Le président Emmanuel Macron a insisté sur le fait que les citoyens français qui combattent pour Israël ne peuvent être qualifiés de « génocidaires », alors que des juges français ont lancé des poursuites judiciaires contre des ressortissants également détenteurs de passeports israéliens, accusés d’aider Israël dans son agression contre Gaza.
S’exprimant sur les ondes de Radio J, Emmanuel Macron a déclaré que les Français qui possèdent également un passeport israélien sont des « enfants de la France » qui ne doivent jamais être accusés de génocide.
« Nous ne pouvons pas accepter, nous ne devons jamais accepter que l’un de nos enfants, qu’un Français, soit accusé de génocide », a-t-il souligné. « C’est impossible, et cela représente un renversement des valeurs auquel nous ne devons pas céder. »

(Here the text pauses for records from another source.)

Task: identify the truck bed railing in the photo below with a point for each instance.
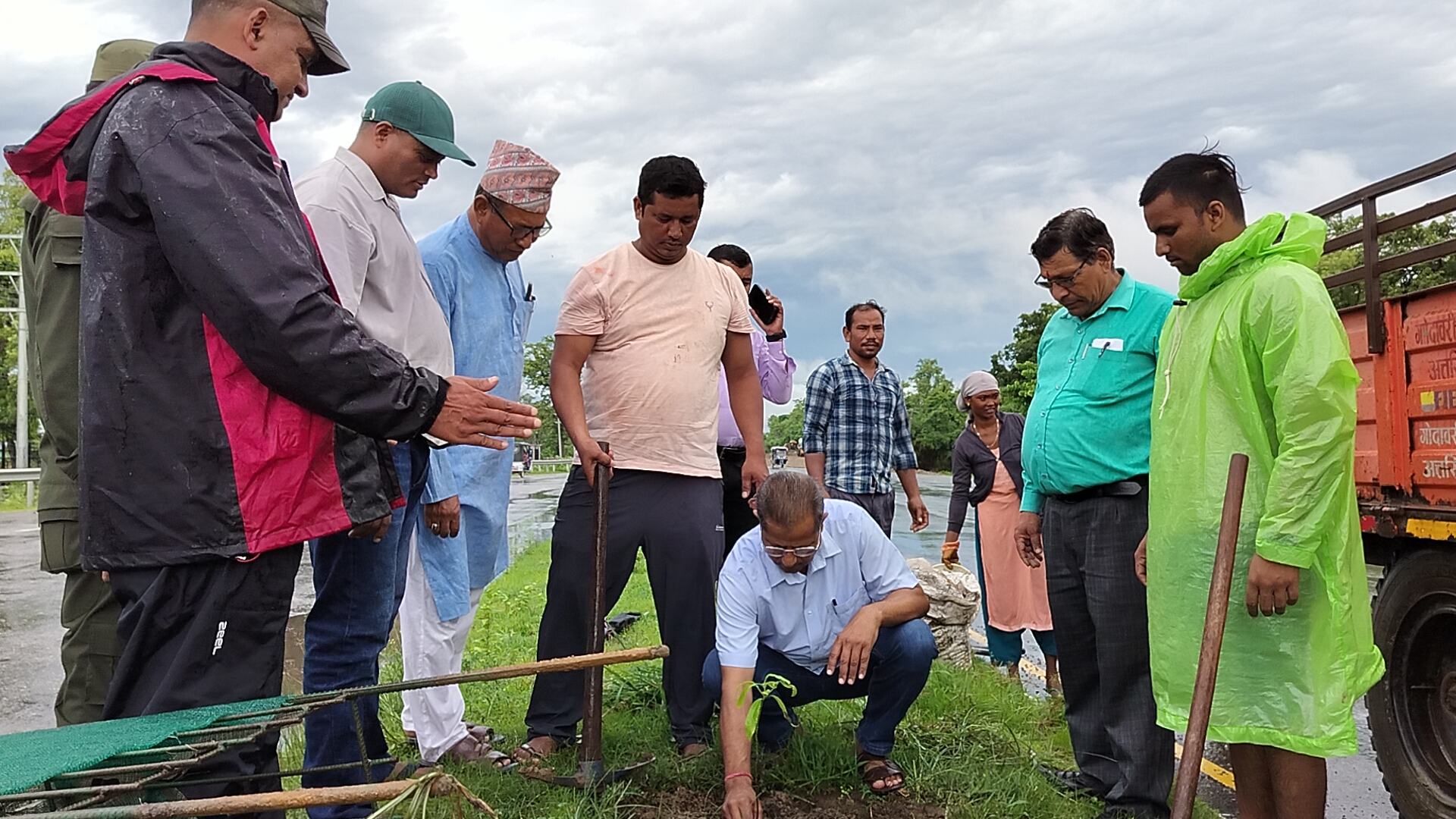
(1370, 231)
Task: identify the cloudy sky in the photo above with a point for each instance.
(902, 152)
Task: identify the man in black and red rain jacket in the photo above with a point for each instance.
(231, 409)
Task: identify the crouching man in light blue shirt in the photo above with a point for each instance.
(821, 598)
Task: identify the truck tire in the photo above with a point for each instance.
(1413, 708)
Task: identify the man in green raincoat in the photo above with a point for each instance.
(1254, 360)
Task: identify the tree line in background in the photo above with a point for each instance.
(929, 391)
(935, 423)
(1395, 281)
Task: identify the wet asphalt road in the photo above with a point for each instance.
(30, 632)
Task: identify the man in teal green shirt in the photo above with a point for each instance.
(1085, 509)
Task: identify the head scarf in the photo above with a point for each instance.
(974, 384)
(519, 177)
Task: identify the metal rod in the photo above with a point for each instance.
(258, 802)
(1216, 614)
(590, 748)
(501, 672)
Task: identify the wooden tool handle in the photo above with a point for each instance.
(1218, 613)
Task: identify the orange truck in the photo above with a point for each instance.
(1404, 346)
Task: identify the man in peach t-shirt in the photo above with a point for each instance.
(639, 337)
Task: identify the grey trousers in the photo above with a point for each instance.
(881, 506)
(677, 523)
(1100, 611)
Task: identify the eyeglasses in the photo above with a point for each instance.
(802, 553)
(1063, 281)
(517, 234)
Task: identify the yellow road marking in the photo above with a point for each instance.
(1212, 770)
(1430, 529)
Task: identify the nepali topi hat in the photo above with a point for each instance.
(519, 177)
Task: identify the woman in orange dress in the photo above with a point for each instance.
(986, 474)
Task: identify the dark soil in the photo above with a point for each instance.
(685, 803)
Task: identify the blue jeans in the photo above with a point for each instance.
(899, 667)
(357, 586)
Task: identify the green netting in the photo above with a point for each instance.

Face à la pression juridique croissante, Macron a en outre affirmé que « certaines personnes qui ont parfois joué un rôle actif dans la lutte antiraciste, des personnes qui ont défendu des causes, ont utilisé, déformé ce qui se passe à l’échelle internationale pour tenter de déshumaniser, d’essentialiser » leurs concitoyens français qui possèdent également un passeport israélien.
Le 3 février, les autorités françaises ont émis des mandats d’arrêt exigeant que deux Françaises, également détentrices de passeports israéliens, comparaissent devant un juge d’instruction pour « complicité de génocide », elles auraient tenté d’empêcher l’acheminement de l’aide humanitaire vers la bande de Gaza assiégée pendant l’agression génocidaire menée par Israël.
Les mandats, cependant, n’ordonnent pas leur arrestation.
Ces femmes, nées en France et vivant désormais dans les territoires palestiniens occupés, sont Nili Kupfer-Naouri, dirigeante du groupe « Israël est éternel », et Rachel Touitou, une militante liée à Tsav 9, un groupe d’extrême droite formé par les familles de colons israéliens.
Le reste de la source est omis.